Now the Legislature has an opportunity to not only redeem itself by permitting short-term lending in place, but to do so under progressive terms that address the most common complaints about short-term lending. I have never seen a bill like this before. It provides every last ounce of consumer protection possible. Here are the major provisions:

• Lenders must be licensed
• Contracts must have “clear descriptions” of basic information, including amount of the loan, finance charge in both dollars and APR, itemized fees charged, TILA disclosures, right to request extended payment plan, warning that loan should only be used to meet short-term needs
• Consumer right to rescind loan
• No mandatory arbitration clause
• Right to repay in installments; no balloon payments if loan over 30 days
• Maximum loan amount of $1,000 or 25% of gross income
• State database to keep track of how many loans a borrower has at any time; customer verification of same
• Lenders cannot loan to anyone who has a loan already outstanding
• Assessment of customer ability to repay: Lender can pull credit at no charge.
• 1-day cooling off period between loans
• Lenders must contribute 50 cents per loan to a state credit counseling fund.
• Lenders must contribute 50 cents per loan to database fund.
• Lender must contribute $1.50 per loan to service the database fund.
• Lender must inform customer of credit counseling services available by the state.
• Interest of 28% APR
• Maximum 5% Application fee
• Maximum 5% Processing fee
• Lender must inform consumer if their loan is sold.
• No criminal charges if the consumer can’t repay.
• If the consumer can’t repay, they can enter into an extended payment plan of at least four payments, at no extra charge.
• Lenders can’t make loans to those on repayment plans.
• 13 other prohibited practices that have, at some time in the past, been the subject of complaints, such as offering credit insurance.
• Federal military law trumps. No loans exceeding 36% APR, including all fees (which means nobody will lend to military, since lenders can’t survive on just that 36% charge)

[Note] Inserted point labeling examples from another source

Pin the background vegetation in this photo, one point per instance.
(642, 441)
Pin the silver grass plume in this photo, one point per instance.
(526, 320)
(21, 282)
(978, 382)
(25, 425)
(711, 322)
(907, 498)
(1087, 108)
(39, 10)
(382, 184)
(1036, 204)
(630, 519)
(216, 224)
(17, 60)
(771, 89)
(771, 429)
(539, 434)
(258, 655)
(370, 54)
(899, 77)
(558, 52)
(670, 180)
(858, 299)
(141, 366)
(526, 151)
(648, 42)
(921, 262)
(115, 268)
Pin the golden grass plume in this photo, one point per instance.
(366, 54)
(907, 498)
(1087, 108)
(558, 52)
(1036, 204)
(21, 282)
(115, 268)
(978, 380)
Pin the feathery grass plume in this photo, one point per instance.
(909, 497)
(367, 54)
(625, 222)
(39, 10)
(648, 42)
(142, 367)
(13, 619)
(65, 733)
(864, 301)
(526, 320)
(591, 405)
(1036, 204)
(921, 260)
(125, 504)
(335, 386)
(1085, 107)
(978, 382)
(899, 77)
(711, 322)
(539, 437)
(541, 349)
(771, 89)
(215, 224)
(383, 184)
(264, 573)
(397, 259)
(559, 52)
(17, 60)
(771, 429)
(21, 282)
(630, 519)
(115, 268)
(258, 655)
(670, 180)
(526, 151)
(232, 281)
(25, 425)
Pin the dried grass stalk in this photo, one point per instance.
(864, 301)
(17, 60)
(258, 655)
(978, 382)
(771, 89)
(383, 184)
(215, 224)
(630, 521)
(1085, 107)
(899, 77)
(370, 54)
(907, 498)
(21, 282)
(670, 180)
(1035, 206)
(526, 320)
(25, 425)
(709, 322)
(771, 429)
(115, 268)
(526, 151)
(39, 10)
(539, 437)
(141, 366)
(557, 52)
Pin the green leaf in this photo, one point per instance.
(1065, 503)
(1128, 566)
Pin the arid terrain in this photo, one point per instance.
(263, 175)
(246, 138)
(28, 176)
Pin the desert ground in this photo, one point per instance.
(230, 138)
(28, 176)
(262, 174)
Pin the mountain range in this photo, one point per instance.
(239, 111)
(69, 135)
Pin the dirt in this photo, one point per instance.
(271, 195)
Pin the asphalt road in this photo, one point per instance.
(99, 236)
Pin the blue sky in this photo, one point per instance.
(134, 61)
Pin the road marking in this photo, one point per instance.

The average cost of a short-term loan across all states is about $15 per hundred borrowed. This bill lowers the cost to about $11 per hundred, while addressing every single complaint ever leveled at short-term lenders – especially rollovers.

Now get this – not only do these “consumer advocates” want to the kill the most consumer-friendly short term bill in history, but they already killed a $3 per loan surcharge which would be have earmarked for credit counseling, financial literacy, and short term housing for those in need. Since when is that considered “advocacy”? It isn’t, and there’s a reason why.

Mercenary Activists, whose only reason to exist is to oppose all permissive short-term lending legislation, do so they can justify the millions of dollars they rake in every year.

That describes Kerry Smith, of the oh-so-noble-sounding Community Legal Services. This “non-profit advocacy” group is only advocating for itself, so it can maintain the $11.4 million in contributions, grants, and revenue it generates each year, and FIFTY MILLION DOLLARS since 2006. Its seven principals each make between $108,000 and $135,000 each year in salary – yet they have no problem restricting the choices of others, and keeping 3,000 people on the unemployment lines in order to protect their jobs.

Then there’s Nanny Statist Senator Mike Stack (D). His objections are that “consumers need to cut expenses or gain more revenue to cover their bills”. No kidding! But since Mike Stack isn’t living paycheck to paycheck, it’s easy for him to tell other people what to do, and he relies on flawed and biased studies regarding their behavior. Who is this arrogant elitist to say what people do or don’t do, and what choices they should make? Who is HE to claim that, “payday lending is not used for short term financial needs”? And let’s talk hypocrisy – Stack has no problem with the state lottery, a regressive tax that truly takes advantage of those who can least afford to waste money. I guess he’s fine with choices that are proven to harm people in which they get nothing in return, yet opposes choices that help 12 million people a year, and give them credit they need, when they need it.

In addition, these opponents have hired Visa’s contract lobbyist, Mike Long, to fight the bill. Another mercenary, out for his own gain.

I consider this to be groundbreaking legislation. No reasonable person would object to it, which is why it has bipartisan sponsorship. Republican Senator Pat Browne and Democrat Senator John Yudichak should be applauded for their efforts. This is a pro-consumer AND pro-business bill that is also good for the state treasury. It re-introduces short-term credit at prices that are 26% below where they used to be, and provide every consumer protection opponents have ever crowed about. It will create as many as 3,000 jobs, and provide the state with tens of millions in tax revenue.

It’s time to pass SB975. It’s win-win all around, except for mercenary activists, and who wants them to succeed?